Second, Qualcomm disputed the Commission's finding that the exclusivity payments had an effect on Apple's procurement incentives and strategy with respect to iPads actually launched in 2014 and 2015. Here, the Commission admitted a "clerical error," revealing that its analysis on the actual effects of payments only concerned a certain type of iPad models "to be launched" and not "actually launched" in 2014 and 2015, whereas the decision referred to Apple devices, including iPhones. The General Court agreed with Qualcomm that it was not legitimate for the Commission to make a conclusion on Apple's incentives without first exploring its actual alternatives for chipsets covering the iPad models concerned under the same technical and scheduling requirements.21

Finally, the General Court reviewed whether the Commission had proved an actual effect on Apple's incentives to switch chipset supplier for certain iPad devices. The General Court accepted that Apple had indeed taken into account the exclusivity payments from Qualcomm, but that did not suffice. The General Court was not convinced by the internal documents presented that, absent the payments, Apple would have switched.22 It further rejected the alternative assertion that, absent actual effects, these payments were at least capable of foreclosure under the circumstances.
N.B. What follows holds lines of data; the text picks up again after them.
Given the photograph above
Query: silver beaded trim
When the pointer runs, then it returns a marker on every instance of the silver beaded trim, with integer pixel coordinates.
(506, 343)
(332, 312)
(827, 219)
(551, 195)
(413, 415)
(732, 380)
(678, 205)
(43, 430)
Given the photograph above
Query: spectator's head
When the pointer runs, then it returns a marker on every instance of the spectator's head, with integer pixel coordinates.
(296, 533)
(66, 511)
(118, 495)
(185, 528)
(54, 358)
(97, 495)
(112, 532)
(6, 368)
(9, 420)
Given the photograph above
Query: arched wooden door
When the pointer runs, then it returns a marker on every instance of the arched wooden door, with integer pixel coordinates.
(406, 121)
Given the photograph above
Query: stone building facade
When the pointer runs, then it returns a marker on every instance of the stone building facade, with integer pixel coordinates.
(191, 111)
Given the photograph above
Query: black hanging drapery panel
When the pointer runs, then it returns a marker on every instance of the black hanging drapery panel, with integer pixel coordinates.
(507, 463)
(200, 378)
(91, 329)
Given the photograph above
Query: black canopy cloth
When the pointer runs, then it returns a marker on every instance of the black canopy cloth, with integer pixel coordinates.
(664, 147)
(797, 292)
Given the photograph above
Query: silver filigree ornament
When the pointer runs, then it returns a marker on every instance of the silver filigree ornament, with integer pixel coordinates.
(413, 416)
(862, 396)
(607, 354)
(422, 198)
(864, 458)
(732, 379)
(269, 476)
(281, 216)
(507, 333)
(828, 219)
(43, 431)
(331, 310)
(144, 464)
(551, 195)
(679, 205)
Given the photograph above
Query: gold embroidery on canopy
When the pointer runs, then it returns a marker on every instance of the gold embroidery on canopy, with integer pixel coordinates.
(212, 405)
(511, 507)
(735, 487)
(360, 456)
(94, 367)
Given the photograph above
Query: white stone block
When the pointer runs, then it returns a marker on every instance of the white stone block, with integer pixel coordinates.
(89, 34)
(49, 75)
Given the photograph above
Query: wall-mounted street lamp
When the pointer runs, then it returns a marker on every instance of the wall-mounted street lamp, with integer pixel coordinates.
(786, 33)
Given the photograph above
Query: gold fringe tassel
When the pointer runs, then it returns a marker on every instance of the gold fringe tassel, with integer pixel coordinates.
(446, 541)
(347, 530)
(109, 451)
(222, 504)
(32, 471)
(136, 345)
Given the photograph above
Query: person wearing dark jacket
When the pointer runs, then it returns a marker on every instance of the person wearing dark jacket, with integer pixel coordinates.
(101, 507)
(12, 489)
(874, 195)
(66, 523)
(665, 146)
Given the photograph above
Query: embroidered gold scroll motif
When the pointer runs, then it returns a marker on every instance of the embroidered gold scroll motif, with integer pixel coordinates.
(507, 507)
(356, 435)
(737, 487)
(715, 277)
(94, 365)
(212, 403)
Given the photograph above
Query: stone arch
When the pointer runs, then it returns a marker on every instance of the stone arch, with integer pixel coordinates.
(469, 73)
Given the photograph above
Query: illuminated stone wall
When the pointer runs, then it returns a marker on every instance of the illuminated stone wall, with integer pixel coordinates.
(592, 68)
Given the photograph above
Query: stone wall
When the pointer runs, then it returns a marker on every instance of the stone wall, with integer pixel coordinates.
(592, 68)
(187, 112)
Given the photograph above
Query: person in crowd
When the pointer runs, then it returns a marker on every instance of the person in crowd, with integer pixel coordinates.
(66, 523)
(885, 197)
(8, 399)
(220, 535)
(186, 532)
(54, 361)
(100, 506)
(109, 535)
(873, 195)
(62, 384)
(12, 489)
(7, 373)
Because the Commission's theory of harm covered exclusivity payments for the iPhone and iPad chipset requirements of an entire six-year period, it was not fit for the fringe part of iPad chipset demand that the Commission was using it for.
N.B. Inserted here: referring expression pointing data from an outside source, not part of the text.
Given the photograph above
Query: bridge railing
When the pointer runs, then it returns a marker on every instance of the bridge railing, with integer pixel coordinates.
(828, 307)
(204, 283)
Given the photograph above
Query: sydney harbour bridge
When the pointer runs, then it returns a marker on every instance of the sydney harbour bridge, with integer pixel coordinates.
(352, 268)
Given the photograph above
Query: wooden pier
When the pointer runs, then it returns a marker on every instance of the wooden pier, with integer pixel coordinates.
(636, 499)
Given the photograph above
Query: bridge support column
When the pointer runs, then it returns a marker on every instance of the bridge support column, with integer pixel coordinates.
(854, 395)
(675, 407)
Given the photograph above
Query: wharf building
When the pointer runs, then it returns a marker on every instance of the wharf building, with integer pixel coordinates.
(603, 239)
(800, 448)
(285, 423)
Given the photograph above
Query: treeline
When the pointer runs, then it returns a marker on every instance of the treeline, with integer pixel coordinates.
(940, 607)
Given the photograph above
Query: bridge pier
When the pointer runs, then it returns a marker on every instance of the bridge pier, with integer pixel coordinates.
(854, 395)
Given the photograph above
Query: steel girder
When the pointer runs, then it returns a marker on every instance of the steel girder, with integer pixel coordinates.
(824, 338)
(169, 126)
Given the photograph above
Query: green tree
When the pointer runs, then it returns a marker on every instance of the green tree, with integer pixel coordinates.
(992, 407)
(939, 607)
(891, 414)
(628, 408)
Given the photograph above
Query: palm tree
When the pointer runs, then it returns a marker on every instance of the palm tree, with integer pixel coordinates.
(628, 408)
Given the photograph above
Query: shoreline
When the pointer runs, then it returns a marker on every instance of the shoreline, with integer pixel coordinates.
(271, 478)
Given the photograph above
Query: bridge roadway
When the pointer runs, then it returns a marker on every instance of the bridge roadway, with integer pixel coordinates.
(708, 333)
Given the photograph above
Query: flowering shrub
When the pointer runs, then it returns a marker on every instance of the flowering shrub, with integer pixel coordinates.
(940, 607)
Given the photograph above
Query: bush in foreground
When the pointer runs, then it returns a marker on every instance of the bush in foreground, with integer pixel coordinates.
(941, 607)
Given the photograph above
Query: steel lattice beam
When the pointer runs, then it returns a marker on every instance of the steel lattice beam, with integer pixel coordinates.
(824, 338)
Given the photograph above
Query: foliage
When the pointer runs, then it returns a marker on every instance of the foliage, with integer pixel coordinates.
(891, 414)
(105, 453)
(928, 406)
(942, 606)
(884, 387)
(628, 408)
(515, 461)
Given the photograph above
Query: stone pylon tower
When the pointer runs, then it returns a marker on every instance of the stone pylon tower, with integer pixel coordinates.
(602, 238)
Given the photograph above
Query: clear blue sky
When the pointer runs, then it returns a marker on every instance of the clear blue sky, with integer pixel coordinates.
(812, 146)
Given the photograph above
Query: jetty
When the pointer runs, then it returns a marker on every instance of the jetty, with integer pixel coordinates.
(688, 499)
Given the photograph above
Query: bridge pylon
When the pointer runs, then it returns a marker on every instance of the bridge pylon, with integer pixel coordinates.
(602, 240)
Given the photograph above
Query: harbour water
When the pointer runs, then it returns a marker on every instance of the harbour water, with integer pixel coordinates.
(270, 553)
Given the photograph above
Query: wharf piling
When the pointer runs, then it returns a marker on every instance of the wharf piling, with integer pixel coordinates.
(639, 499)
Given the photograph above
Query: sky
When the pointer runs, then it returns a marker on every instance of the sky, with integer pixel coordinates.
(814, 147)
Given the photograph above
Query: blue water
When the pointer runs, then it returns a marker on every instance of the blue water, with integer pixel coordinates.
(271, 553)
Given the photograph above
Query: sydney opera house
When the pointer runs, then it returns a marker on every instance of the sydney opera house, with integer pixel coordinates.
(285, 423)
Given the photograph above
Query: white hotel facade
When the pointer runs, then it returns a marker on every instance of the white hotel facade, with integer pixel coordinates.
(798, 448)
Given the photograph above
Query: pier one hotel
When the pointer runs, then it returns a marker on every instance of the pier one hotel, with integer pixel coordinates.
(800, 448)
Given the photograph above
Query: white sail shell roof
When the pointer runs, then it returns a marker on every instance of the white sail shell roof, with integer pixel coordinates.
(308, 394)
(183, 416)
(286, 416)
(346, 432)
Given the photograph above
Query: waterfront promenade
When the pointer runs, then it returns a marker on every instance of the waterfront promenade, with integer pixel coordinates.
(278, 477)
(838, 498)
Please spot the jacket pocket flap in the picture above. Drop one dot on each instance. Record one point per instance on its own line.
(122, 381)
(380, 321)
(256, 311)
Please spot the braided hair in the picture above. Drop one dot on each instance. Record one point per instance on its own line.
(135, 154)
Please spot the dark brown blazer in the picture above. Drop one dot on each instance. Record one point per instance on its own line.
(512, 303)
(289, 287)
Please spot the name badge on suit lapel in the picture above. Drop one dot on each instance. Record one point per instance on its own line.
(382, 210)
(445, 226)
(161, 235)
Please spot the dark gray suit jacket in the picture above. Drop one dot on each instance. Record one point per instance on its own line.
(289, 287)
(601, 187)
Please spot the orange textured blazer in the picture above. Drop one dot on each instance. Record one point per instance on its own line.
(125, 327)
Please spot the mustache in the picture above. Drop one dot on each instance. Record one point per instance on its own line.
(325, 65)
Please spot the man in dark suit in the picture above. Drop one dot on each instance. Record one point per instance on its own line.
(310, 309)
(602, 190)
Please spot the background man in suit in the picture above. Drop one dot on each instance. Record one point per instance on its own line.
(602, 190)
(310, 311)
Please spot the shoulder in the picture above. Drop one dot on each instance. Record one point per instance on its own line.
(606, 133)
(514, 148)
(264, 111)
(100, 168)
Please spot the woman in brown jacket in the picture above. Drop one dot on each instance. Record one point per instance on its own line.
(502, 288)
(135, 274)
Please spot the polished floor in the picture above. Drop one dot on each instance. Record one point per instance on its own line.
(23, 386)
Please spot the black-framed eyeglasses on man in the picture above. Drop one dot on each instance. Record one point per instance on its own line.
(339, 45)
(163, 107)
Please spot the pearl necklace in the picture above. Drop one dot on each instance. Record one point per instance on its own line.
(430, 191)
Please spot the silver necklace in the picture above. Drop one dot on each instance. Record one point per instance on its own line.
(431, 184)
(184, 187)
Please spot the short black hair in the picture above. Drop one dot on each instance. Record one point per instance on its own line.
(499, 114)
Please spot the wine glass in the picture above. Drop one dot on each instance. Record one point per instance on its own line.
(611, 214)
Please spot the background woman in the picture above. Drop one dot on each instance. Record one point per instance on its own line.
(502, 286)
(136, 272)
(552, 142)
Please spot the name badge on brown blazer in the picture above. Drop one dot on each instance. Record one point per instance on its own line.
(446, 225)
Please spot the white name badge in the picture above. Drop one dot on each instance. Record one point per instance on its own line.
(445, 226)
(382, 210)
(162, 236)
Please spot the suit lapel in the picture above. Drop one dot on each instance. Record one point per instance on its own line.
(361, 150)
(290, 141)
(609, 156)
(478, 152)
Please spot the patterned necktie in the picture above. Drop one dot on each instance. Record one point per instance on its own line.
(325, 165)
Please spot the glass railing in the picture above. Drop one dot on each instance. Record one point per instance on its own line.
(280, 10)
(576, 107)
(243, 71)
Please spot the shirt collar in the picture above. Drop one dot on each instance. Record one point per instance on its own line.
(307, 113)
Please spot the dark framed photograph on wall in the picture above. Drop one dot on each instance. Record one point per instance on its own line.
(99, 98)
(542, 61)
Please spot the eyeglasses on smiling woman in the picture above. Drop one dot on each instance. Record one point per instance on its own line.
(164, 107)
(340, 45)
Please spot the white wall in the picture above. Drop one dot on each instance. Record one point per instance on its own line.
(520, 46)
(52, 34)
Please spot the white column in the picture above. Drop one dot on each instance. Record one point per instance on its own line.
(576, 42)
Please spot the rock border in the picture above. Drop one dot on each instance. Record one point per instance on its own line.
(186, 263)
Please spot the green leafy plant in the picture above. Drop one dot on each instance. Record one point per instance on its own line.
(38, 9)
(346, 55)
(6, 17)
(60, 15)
On these multiple counts, the General Court quashed the Commission's analysis of anticompetitive effects, since the conduct's capacity to foreclose was not analyzed "in the light of all the relevant factual circumstances," while the alleged actual effects of such conduct were not verified based on the evidence brought forward.23


1 Case T-235/18, Qualcomm v Commission, ECLI:EU:T:2022:358 ("Qualcomm v Commission").
2 Case C-413/14 P, Intel v Commission, ECLI:EU:C:2017:632, para. 138.
3 The Commission's formal investigation commenced in July 2015, along with a parallel investigation against Qualcomm for pricing its chipsets below-cost to foreclose rival Icera. For the latter part, the Commission adopted a separate decision in July 2019 and imposed a fine of EUR 242 million. That case is currently under appeal (Case T-671/19, Qualcomm v Commission).
4 In its decision, the Commission noted that Qualcomm paid Apple a "total of USD[2-3] billion between 2011 and 2015."
5 Case T-235/18, Qualcomm v Commission, ECLI:EU:T:2022:358 ("Qualcomm v Commission").
6 Case C-413/14 P, Intel v Commission, ECLI:EU:C:2017:632, para. 93.
7 Qualcomm v Commission, para. 185.
8 Qualcomm v Commission, para. 190.
9 The Commission itself admitted that its failure to take notes on two of these meetings was a "regrettable" failure on its part (Qualcomm v Commission, para. 237).
10 The General Court accepted that the Commission can withhold evidence that is irrelevant to the factual and legal basis of the investigation and its statement of objections.
11 Qualcomm v Commission, para. 142.
12 Case T-442/08, CISAC v Commission, ECLI:EU:T:2013:188, para. 93.
13 Qualcomm v Commission, para. 259.
14 Case C-413/14 P, Intel v Commission, ECLI:EU:C:2017:632, para. 138.
15 Qualcomm v Commission, para. 340.
16 Case C-265/17 P, Commission v United Parcel Service, ECLI:EU:C:2019:23. In that case, the econometric analysis used by the Commission in its prohibition decision, was non-negligibly different to that used during the administrative procedure. The General Court thus found, and the Court of Justice agreed, that UPS’s right to a fair hearing had been breached due to the Commission’s failure to allow it to make its views known on the edited econometric analysis ultimately used in the decision.
17 Qualcomm v Commission, paras 396-397.
18 Only in 2016 did the Commission find that approximately half of Apple's requirements were contestable (Qualcomm v Commission, para. 407).
19 Qualcomm v Commission, para. 414.
20 Qualcomm v Commission, para. 421.
21 Qualcomm v Commission, para. 479.
22 Qualcomm v Commission, para. 488.
23 Qualcomm v Commission, para. 511.